Toronto Star

Canada’s industries fret about effects of new U.S. tariffs

Duties on Bombardier leave domestic producers anxious

- IAN BICKIS THE CANADIAN PRESS

CALGARY— The U.S. Department of Commerce’s decision this week to slap major tariffs on Bombardier has raised concerns about ripple effects across Canada’s trade-exposed industries.
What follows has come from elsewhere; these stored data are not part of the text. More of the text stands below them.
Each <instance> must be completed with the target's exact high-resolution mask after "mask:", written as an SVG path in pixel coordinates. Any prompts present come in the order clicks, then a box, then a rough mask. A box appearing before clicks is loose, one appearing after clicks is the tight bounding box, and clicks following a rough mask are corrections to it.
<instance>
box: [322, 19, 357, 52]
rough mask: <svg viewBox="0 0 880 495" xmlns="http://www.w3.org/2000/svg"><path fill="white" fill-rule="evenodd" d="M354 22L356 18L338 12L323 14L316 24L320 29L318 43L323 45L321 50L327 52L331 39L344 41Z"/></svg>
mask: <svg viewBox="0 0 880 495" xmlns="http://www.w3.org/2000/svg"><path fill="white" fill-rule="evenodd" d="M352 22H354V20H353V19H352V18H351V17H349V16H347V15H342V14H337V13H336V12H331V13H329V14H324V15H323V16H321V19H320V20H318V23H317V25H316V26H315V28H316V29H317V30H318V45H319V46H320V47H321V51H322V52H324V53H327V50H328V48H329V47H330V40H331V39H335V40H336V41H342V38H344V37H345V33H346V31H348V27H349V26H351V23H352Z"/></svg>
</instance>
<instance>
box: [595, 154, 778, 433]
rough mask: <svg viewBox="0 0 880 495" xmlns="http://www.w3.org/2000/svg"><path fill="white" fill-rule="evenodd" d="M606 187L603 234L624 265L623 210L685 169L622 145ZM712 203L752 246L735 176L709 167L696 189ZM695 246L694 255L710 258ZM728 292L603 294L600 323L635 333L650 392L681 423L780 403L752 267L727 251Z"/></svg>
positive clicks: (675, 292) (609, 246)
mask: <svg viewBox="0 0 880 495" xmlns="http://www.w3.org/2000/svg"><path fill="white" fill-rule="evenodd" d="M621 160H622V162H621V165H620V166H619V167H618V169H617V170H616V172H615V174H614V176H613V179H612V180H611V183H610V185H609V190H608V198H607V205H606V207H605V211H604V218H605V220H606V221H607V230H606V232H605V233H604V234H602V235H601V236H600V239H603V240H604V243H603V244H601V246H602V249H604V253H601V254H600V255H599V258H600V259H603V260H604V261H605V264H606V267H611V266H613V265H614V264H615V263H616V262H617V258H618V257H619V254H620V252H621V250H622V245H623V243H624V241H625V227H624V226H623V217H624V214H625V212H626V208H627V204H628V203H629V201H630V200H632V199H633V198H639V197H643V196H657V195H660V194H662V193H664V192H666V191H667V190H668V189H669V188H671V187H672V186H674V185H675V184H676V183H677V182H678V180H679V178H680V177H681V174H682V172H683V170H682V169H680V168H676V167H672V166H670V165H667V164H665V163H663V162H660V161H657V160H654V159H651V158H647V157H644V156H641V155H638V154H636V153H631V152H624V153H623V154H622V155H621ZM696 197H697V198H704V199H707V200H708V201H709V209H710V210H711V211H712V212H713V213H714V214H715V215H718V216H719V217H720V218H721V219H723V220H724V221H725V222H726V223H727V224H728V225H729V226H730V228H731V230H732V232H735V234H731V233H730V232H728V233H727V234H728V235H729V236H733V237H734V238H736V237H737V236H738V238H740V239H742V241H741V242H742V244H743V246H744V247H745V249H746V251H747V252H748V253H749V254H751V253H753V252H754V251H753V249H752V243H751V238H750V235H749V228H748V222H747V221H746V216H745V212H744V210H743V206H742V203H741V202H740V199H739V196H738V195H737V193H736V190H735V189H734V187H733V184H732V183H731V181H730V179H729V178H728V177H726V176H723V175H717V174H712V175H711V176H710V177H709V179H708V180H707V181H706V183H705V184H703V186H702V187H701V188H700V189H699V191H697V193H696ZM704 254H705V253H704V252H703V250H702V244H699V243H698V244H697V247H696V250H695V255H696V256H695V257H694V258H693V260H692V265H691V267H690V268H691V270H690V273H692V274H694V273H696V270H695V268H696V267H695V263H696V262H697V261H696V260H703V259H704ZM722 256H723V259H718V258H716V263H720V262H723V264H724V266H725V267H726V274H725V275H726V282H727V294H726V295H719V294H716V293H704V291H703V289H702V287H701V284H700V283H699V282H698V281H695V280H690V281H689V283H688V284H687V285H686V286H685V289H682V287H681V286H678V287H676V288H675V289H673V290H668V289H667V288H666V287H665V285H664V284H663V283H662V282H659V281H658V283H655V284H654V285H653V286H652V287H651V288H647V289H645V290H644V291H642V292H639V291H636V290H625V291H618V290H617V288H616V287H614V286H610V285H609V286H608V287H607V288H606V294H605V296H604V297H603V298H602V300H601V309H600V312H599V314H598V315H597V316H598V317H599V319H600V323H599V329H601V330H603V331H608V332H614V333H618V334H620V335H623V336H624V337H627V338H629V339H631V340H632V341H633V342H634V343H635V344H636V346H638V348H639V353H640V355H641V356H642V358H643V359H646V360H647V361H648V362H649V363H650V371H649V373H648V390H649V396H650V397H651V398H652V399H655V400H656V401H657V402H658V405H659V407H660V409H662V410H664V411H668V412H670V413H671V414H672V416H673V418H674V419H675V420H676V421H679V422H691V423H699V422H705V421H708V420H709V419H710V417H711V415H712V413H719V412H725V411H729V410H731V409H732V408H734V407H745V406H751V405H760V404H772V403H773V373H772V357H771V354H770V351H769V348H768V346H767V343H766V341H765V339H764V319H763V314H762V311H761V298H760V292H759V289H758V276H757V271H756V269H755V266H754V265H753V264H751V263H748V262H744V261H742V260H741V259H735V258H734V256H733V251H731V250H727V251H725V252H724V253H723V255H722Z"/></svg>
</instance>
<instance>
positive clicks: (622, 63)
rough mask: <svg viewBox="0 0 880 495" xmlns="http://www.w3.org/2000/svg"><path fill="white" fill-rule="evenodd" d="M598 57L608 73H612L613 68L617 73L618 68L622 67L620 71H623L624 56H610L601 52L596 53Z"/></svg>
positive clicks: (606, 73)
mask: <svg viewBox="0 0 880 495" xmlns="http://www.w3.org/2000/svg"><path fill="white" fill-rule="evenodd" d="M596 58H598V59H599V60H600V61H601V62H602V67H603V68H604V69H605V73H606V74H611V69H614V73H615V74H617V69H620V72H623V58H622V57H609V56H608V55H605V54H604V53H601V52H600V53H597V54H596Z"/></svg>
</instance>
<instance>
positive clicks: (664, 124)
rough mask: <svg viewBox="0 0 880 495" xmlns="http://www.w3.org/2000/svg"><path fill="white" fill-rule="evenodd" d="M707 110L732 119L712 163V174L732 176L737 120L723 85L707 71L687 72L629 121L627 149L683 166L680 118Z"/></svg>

Jean Simard, president of the Aluminum Associatio­n of Canada, said the decision to impose duties of 220 per cent on Bombardier’s C Series jets creates uncertaint­y across the manufactur­ing sector, including those supplying raw materials.

“This very strong signal of enforcemen­t by the U.S. administra­tion adds up to a very volatile business environmen­t, which nobody likes.”

He said the aggressive move threatens to disrupt the well-integrated manufactur­ing processes, with industries like aluminum smelting possibly hit by collateral damage from the trade talks.

“When you start tweaking the rules, the complexity of the consequenc­es can be phenomenal,” Simard said.

“Any decision of this kind certainly sends a tremor through the supply chain throughout North America.”

Unifor president Jerry Dias said the Bombardier tariff is the latest U.S. move against many of Canada’s key industries.

“They’re going after Bombardier, they’re talking about steel, aluminum, so there’s a whole bunch of balls in the air right now,” Dias said.

“They are going after the heart of so many of our industries, so ultimately we need to find a remedy, and I would suggest that has to be fairly quickly before this thing continues to digress.”

The concerns for business come as the third round of North American Free Trade Agreement (NAFTA) talks wrapped up in Ottawa Wednesday, with little progress on key issues.

Canadian softwood-lumber producers have already felt the impact of the tactics with the U.S. imposing tariffs on imports earlier this year.

Bernard Wolf, an economics professor at York University’s Schulich School of Business, said the U.S. tactics are misguided as they can do real damage to a system that’s benefited everyone.

“There are supply chains that have been establishe­d, particular­ly in the automotive industry, that you can really mess up.”

Wolf said the latest tariffs show the U.S. is looking to take advantage of any perceived subsidies or unfairness in the system.

“This certainly is a red flag in terms of the Americans looking for other areas where there are subsidies,” he said.

“The whole administra­tion is trying to be more aggressive wherever it can. It’s very much America first.”

Ian Lee, an associate professor at Carleton University’s Sprott School of Business, said the moves against open trade go much deeper than U.S. President Donald Trump, and that he’s tapping into greater frustratio­n about perceived negative effects of trade deals.

“He’s decided he’s going to go after those parts of the NAFTA agreement that have disadvanta­ged the United States.”

Lee said Canada has long protected airlines, banking, telecoms and especially dairy through supply management while pushing for open access to the U.S. markets, and the U.S. is now pushing back.

“We’re approachin­g a Rubicon, where the Americans are saying here’s our line in the sand, here’s the things we want.

“And they are going to get it or walk away.”